Featuring pianist Duncan Haynes, bassist Goncalo Almeida, and percussionist Luis Candeias, Trim-Trimpo flip over any clichés associated with jazz trios. This is a truly challenging, adventurous group; they produce music that redefines progressive jazz, liberating themselves from any stylistic restrictions and allowing their imaginations to run wild.
Some of the album has the atmospheric qualities of a film soundtrack but only for the artiest of cinema. On "Static Horizon," Haynes' piano seems to materialize behind bits of odd, ominous noise; it's like William S. Burroughs' disorienting, cut-and-splice prose as interpreted by instruments.

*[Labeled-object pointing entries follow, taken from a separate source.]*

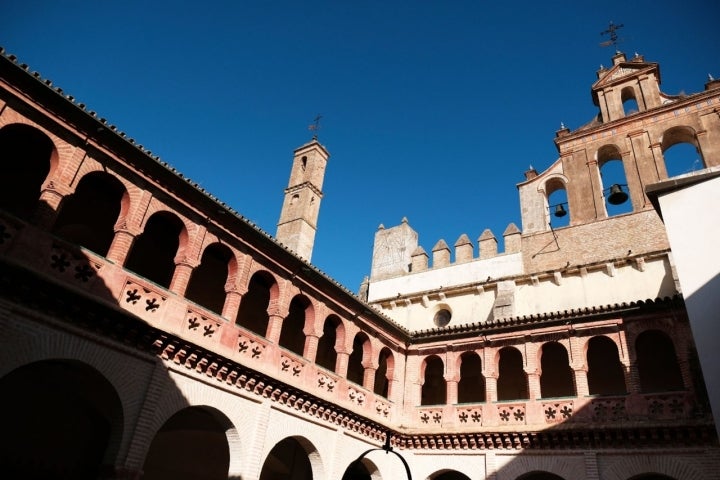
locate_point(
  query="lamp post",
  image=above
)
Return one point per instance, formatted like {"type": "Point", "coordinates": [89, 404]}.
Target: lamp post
{"type": "Point", "coordinates": [388, 449]}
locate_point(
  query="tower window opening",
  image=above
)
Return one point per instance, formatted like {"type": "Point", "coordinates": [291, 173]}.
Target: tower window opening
{"type": "Point", "coordinates": [630, 105]}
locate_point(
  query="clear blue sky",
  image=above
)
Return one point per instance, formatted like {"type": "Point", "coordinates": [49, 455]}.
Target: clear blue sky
{"type": "Point", "coordinates": [432, 110]}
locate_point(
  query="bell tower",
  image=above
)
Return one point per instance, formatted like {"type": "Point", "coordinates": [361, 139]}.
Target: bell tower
{"type": "Point", "coordinates": [301, 207]}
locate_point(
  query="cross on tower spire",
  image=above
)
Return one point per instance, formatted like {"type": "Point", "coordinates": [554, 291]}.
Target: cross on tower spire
{"type": "Point", "coordinates": [315, 126]}
{"type": "Point", "coordinates": [612, 31]}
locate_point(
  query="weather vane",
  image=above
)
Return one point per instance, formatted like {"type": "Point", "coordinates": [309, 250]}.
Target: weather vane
{"type": "Point", "coordinates": [315, 126]}
{"type": "Point", "coordinates": [612, 31]}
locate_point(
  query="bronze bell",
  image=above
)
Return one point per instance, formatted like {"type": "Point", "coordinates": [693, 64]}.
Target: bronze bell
{"type": "Point", "coordinates": [617, 196]}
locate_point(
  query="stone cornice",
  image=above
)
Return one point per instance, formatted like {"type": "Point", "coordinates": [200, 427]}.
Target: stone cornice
{"type": "Point", "coordinates": [114, 325]}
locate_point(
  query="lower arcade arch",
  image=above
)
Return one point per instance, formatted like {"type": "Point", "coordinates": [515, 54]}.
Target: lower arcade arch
{"type": "Point", "coordinates": [540, 476]}
{"type": "Point", "coordinates": [292, 458]}
{"type": "Point", "coordinates": [362, 470]}
{"type": "Point", "coordinates": [192, 444]}
{"type": "Point", "coordinates": [449, 475]}
{"type": "Point", "coordinates": [64, 420]}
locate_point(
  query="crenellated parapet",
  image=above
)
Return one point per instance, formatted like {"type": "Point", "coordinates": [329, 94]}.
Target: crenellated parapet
{"type": "Point", "coordinates": [397, 252]}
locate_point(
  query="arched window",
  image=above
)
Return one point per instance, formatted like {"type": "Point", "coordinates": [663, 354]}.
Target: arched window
{"type": "Point", "coordinates": [557, 378]}
{"type": "Point", "coordinates": [512, 380]}
{"type": "Point", "coordinates": [88, 216]}
{"type": "Point", "coordinates": [657, 363]}
{"type": "Point", "coordinates": [630, 105]}
{"type": "Point", "coordinates": [26, 154]}
{"type": "Point", "coordinates": [292, 335]}
{"type": "Point", "coordinates": [384, 373]}
{"type": "Point", "coordinates": [681, 151]}
{"type": "Point", "coordinates": [434, 388]}
{"type": "Point", "coordinates": [356, 369]}
{"type": "Point", "coordinates": [207, 282]}
{"type": "Point", "coordinates": [326, 353]}
{"type": "Point", "coordinates": [153, 252]}
{"type": "Point", "coordinates": [605, 372]}
{"type": "Point", "coordinates": [253, 311]}
{"type": "Point", "coordinates": [471, 387]}
{"type": "Point", "coordinates": [190, 444]}
{"type": "Point", "coordinates": [614, 181]}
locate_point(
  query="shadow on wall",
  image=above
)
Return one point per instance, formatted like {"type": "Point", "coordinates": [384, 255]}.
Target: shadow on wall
{"type": "Point", "coordinates": [82, 395]}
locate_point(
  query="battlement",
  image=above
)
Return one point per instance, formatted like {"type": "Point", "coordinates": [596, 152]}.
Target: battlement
{"type": "Point", "coordinates": [397, 252]}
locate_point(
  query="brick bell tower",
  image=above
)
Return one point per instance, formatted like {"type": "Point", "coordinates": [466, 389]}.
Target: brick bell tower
{"type": "Point", "coordinates": [301, 207]}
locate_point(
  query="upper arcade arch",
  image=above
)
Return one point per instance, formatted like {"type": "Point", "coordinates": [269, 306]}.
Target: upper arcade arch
{"type": "Point", "coordinates": [512, 382]}
{"type": "Point", "coordinates": [88, 216]}
{"type": "Point", "coordinates": [556, 377]}
{"type": "Point", "coordinates": [605, 372]}
{"type": "Point", "coordinates": [207, 285]}
{"type": "Point", "coordinates": [253, 313]}
{"type": "Point", "coordinates": [300, 314]}
{"type": "Point", "coordinates": [385, 373]}
{"type": "Point", "coordinates": [28, 156]}
{"type": "Point", "coordinates": [359, 358]}
{"type": "Point", "coordinates": [434, 386]}
{"type": "Point", "coordinates": [471, 386]}
{"type": "Point", "coordinates": [657, 362]}
{"type": "Point", "coordinates": [329, 343]}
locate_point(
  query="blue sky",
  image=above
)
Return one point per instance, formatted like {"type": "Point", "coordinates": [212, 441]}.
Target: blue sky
{"type": "Point", "coordinates": [432, 110]}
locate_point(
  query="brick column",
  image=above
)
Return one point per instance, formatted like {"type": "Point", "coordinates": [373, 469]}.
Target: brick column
{"type": "Point", "coordinates": [311, 343]}
{"type": "Point", "coordinates": [47, 208]}
{"type": "Point", "coordinates": [369, 378]}
{"type": "Point", "coordinates": [120, 246]}
{"type": "Point", "coordinates": [491, 388]}
{"type": "Point", "coordinates": [274, 328]}
{"type": "Point", "coordinates": [581, 386]}
{"type": "Point", "coordinates": [232, 304]}
{"type": "Point", "coordinates": [534, 386]}
{"type": "Point", "coordinates": [342, 363]}
{"type": "Point", "coordinates": [181, 278]}
{"type": "Point", "coordinates": [632, 378]}
{"type": "Point", "coordinates": [451, 397]}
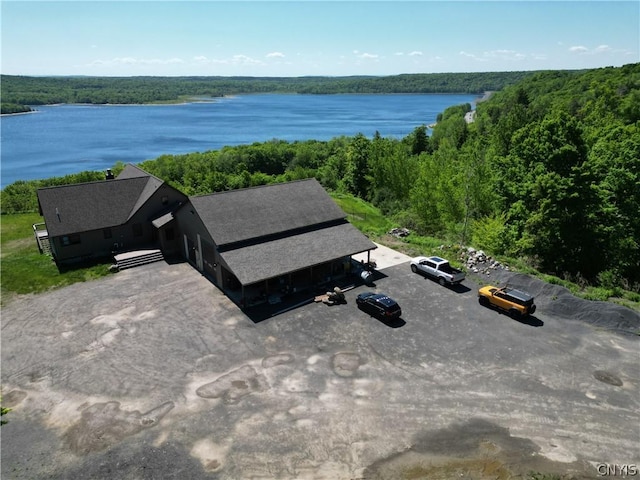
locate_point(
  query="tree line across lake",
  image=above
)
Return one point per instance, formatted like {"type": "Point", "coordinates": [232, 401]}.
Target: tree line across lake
{"type": "Point", "coordinates": [549, 171]}
{"type": "Point", "coordinates": [20, 92]}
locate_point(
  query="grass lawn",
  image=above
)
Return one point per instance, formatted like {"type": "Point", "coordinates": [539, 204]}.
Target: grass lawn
{"type": "Point", "coordinates": [23, 269]}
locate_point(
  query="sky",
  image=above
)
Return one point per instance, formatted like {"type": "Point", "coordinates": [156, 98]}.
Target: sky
{"type": "Point", "coordinates": [303, 37]}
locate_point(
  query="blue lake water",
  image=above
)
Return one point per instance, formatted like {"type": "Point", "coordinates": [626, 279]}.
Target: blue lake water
{"type": "Point", "coordinates": [63, 139]}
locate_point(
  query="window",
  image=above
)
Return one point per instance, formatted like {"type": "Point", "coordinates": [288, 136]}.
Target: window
{"type": "Point", "coordinates": [70, 240]}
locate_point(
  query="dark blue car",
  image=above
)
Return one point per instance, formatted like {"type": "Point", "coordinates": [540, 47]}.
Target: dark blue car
{"type": "Point", "coordinates": [378, 305]}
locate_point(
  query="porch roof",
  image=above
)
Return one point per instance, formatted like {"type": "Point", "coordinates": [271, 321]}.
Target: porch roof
{"type": "Point", "coordinates": [259, 262]}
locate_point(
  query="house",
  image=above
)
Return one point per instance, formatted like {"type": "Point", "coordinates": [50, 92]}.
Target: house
{"type": "Point", "coordinates": [256, 244]}
{"type": "Point", "coordinates": [97, 219]}
{"type": "Point", "coordinates": [259, 243]}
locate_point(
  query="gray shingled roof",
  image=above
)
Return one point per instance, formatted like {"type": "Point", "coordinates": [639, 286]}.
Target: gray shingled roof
{"type": "Point", "coordinates": [249, 213]}
{"type": "Point", "coordinates": [82, 207]}
{"type": "Point", "coordinates": [271, 259]}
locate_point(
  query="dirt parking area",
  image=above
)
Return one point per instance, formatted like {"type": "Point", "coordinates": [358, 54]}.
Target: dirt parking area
{"type": "Point", "coordinates": [153, 373]}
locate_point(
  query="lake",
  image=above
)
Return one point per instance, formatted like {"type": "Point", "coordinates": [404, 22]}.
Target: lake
{"type": "Point", "coordinates": [62, 139]}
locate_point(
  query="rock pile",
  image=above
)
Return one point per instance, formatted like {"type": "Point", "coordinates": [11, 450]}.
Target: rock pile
{"type": "Point", "coordinates": [399, 232]}
{"type": "Point", "coordinates": [477, 261]}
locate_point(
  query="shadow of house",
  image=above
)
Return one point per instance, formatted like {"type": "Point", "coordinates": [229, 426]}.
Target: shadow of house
{"type": "Point", "coordinates": [264, 243]}
{"type": "Point", "coordinates": [95, 220]}
{"type": "Point", "coordinates": [258, 244]}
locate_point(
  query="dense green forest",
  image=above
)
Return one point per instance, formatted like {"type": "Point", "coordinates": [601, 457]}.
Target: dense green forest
{"type": "Point", "coordinates": [549, 172]}
{"type": "Point", "coordinates": [20, 90]}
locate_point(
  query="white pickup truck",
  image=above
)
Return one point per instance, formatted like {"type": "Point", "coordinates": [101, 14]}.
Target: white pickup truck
{"type": "Point", "coordinates": [438, 268]}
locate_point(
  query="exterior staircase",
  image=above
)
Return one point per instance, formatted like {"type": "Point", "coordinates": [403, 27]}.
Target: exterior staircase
{"type": "Point", "coordinates": [137, 258]}
{"type": "Point", "coordinates": [42, 238]}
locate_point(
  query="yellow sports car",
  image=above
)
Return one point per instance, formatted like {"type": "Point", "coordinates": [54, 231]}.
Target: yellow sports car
{"type": "Point", "coordinates": [516, 303]}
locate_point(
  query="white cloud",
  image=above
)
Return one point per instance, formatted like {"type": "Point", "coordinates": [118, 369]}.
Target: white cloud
{"type": "Point", "coordinates": [245, 60]}
{"type": "Point", "coordinates": [135, 61]}
{"type": "Point", "coordinates": [578, 49]}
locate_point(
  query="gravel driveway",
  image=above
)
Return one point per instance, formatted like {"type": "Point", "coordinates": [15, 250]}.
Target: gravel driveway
{"type": "Point", "coordinates": [153, 373]}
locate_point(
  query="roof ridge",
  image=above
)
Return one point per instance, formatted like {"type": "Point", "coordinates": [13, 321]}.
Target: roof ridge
{"type": "Point", "coordinates": [94, 182]}
{"type": "Point", "coordinates": [253, 187]}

"Unprepared" has the quirky, childlike feel of a Tim Burton film while the clanging percussion of "Luis' Thing" is the perfect score to a chase scene. The band is completely out of control on the aptly named "Chaos" with Haynes and Candeias jamming as if their lives depended on it. However, Trim-Trimpo ends the record on a relatively mellow note with the scratchy percussion, minimalist piano, and spine-tingling bass of "Epilogue."
Trim-Trimpo was brought together by a string of jazz festivals in Portugal in 2007. At the time they performed as a quartet with saxophonist Bruno Margalho to play Haynes' compositions. They decided to reunite as a trio in the Netherlands to record the bracing abstract soundscapes that propel this album.